Diritti civili ed esigenze di carattere più specificatamente territoriale, hanno costituito così un unico terreno da difendere e per cui battersi marciando in segno di protesta, urlando slogan ed esibendo striscioni, alcuni dei quali dai forti contenuti, esposti a sorpresa durante il corteo in luoghi-chiave: “O la borsa o la vita”, portava scritto quello attaccato al cancello della Banca d’Italia e “Dimissioni”, rivolto a Buzzanca ed alla sua Giunta, quello esposto davanti a Palazzo Zanca, proprio sotto l’enorme, sfarzoso albero di Natale, allestito in piazza Unione Europea, come ad auspicare un “regalo” desiderato da tanti Messinesi.

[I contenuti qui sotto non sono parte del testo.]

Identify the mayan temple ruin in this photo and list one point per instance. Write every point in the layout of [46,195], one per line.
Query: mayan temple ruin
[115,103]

Alcuni lavoratori migranti, spinti dalla rabbia e dal dolore per quanto successo a Firenze, e qualche giorno prima a Torino, per fortuna senza vittime, si sono improvvisati speaker, esprimendo dal microfono, alternandosi agli attivisti No Ponte ed a quelli dell’Arci, la propria indignazione per ciò che riguarda la loro condizione nel nostro Paese.
Tra le problematiche maggiori, c’è la negazione del permesso di soggiorno per chi, non lavorando come badante, non è rientrato nella sanatoria; le lungaggini e le complicanze esistenti per il rilascio del permesso di soggiorno e per il ricongiungimento familiare; le ristrettezze imposte dalle leggi sull’immigrazione attualmente in vigore, ivi compreso il famigerato “pacchetto sicurezza”. Tutte questioni che relegano le persone migranti in uno stato di marginalità sociale.
“Se ci sono troppi disoccupati la colpa è dei governi e non degli immigrati”, gridavano, tra l’altro, i manifestanti, seguendo chi lanciava gli slogan dal microfono, alternando “governi” con “padroni”, lasciando così, a ciascuno, facoltà nel saper trovare la differenza, ammesso che ce ne fosse.
“La storia dell’Italia ce l’ha insegnato: emigrare non è reato” recitava un altro significativo slogan volto a rinfrescare la memoria di alcuni, mentre “ho la pelle scura, ma non metto paura” lo gridavano coloro i quali sono ancora oggi costretti a fare breccia dentro l’oscurantismo mentale e la coscienza di certa gente.
Durante una pausa del corteo, è stato approntato un collegamento telefonico con gli operai dei cantieri navali che a Trapani stanno occupando da giorni, affrontando mille disagi, la nave petroliera “Marittimo M.”: “Lottare sempre, arrendersi mai, vi auguriamo ogni bene”, è stato il saluto portato da uno di loro e diffuso dall’altoparlante.
Patrizia Maiorana, vicepresidente dell’Arci messinese, dal microfono della manifestazione ha ribadito, a chi non l’avesse ancora fatto, di aderire alla campagna “L’Italia sono anch’io”, attraverso la firma dell’apposita petizione per i diritti di cittadinanza e partecipazione politica dei migranti.
Sefora Adamovic’, giovane ed intraprendente studentessa nata in Sicilia da genitori serbi, che dopo tante peripezie è divenuta finalmente cittadina italiana, prendendo la parola dallo stesso microfono ha citato “Terraferma”, bellissimo film di Emanuele Crialese, tramutando il titolo in “Terra nostra”: lapsus freudiano, neanche a dirlo, da applausi.